Лес пленял, околдовывал его. Зачарованный, он уже не мог покинуть буйную зелень зарослей, каждый раз поражавших новизной восприятия, манивших, одурманивавших. Дитя природы, он был вскормлен ею и наполнен ее силой, и он платил ей такой любовью, какой можно любить только родную мать. Он понимал жизнь леса.
Ступает по мхам и валежнику тихо, словно вовсе не касается. Приветливо посвистывает вертким пищухам и поползням, что безбоязненно снуют, выискивая клювами жуков-короедов. Деревья нежно и крепко обнялись, позволяя бегать по их сплетенным рукам шустрым ласкам и шуршать землеройкам прошлогодней листвой под ногами.
Улеб все дальше и дальше углублялся в чащу, читая звериные следы. Прохлада и сырость, как ни странно, ощущались все явственней по мере удаления от реки. Улеб хотел выяснить, отчего так.
Вот лес поредел, отступил, открывая живописную поляну, залитую заходящим солнцем и щедро покрытую цветами. В воздухе стоял пчелиный гул. Огромный рой рассыпался в этом цветущем хранилище нектара.
Юноше, признаться, не очень-то хотелось сворачивать с пути, но, подчиняясь заведенному порядку, он все же выследил борть, старое дерево с дуплом, в котором, не сомневался, маленькие труженицы сумели накопить достаточно меда и воска.
Отмахиваясь от пчел, вырезал над дуплом свой знак, хотя, пожалуй, вряд ли нашелся бы тот, кто стал бы оспаривать обнаруженную им медушку.
Несколько храбрых насекомых ужалили непрошенного гостя. Однако укусы не омрачили его настроения. Он отыскал цветущую поляну, пересек ее, с любопытством направляясь к березняку, редко попадавшемуся в этих краях.

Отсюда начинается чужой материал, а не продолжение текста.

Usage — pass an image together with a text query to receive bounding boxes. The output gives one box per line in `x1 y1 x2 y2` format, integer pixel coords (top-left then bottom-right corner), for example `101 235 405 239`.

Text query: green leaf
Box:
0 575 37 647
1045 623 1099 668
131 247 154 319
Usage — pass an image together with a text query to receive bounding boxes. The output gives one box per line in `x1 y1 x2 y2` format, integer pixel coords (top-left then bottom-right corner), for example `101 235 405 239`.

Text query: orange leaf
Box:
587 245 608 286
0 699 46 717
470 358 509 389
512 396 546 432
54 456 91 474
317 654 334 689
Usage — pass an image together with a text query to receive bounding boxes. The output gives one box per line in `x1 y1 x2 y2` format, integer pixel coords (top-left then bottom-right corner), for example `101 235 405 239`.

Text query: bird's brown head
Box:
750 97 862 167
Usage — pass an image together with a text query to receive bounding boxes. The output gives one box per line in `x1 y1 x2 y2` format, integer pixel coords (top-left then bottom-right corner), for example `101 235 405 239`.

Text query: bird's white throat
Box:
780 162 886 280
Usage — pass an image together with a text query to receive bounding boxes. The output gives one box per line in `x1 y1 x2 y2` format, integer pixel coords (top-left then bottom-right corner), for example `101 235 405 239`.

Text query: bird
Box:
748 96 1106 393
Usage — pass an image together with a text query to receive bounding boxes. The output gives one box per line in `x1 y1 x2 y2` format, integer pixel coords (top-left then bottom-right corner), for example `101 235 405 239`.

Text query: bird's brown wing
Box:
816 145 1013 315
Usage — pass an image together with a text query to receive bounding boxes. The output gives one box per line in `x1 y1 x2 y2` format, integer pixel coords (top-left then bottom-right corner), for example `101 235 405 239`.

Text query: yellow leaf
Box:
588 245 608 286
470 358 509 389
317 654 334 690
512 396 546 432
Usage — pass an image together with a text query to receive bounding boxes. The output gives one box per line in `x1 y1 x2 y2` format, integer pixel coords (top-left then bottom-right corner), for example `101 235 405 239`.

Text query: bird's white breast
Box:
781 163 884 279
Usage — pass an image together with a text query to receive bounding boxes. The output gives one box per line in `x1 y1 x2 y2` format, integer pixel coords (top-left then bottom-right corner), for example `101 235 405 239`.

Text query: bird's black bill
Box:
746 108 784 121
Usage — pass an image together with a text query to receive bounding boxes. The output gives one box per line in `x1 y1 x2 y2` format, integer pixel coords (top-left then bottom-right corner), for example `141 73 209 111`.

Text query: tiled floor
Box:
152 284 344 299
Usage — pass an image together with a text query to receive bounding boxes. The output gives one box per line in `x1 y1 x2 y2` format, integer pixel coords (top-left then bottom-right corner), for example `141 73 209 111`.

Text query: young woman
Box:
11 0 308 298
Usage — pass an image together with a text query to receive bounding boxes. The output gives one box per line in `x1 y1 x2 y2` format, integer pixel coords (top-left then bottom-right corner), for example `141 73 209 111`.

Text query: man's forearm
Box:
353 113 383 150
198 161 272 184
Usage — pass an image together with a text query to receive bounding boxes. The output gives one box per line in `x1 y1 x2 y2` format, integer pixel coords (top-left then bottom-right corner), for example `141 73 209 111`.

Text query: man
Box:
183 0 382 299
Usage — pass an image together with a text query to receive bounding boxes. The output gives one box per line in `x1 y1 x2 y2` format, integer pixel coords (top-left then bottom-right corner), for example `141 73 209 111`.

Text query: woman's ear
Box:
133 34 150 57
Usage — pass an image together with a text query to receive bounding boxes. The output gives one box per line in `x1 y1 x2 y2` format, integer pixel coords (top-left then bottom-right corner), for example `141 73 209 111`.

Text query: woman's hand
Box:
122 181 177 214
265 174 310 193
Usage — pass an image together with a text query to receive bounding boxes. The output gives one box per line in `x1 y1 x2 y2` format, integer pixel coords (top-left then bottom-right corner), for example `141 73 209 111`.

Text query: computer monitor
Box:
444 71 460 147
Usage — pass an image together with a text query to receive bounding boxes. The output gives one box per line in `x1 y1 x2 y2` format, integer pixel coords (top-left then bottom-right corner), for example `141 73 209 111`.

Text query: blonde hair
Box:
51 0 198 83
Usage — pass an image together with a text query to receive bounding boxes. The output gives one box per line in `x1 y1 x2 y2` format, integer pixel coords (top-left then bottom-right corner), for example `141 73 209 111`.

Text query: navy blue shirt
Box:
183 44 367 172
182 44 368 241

Стройные, трепетные, слегка патлатенькие, точно девчонки-баловницы в светлых крапчатых сарафанах, березы встретили юношу стыдливым шепотом, расступаясь перед ним, робко прячась друг за дружку. И только их няньки, деревья-старухи с седыми буклями и тугими темно-серыми копытами-наростами трутовика на корявых облезлых стволах сердито шипели и трясли седыми волосьями.
Солнце рассыпало последнюю пригоршню бликов. Ветерок резвился в листве, и от этого мельтешили солнечные искорки, осыпались блестками на траву и кустарник, на стайку грациозных косуль, вытянувших мордочки в сторону приближающегося Улеба.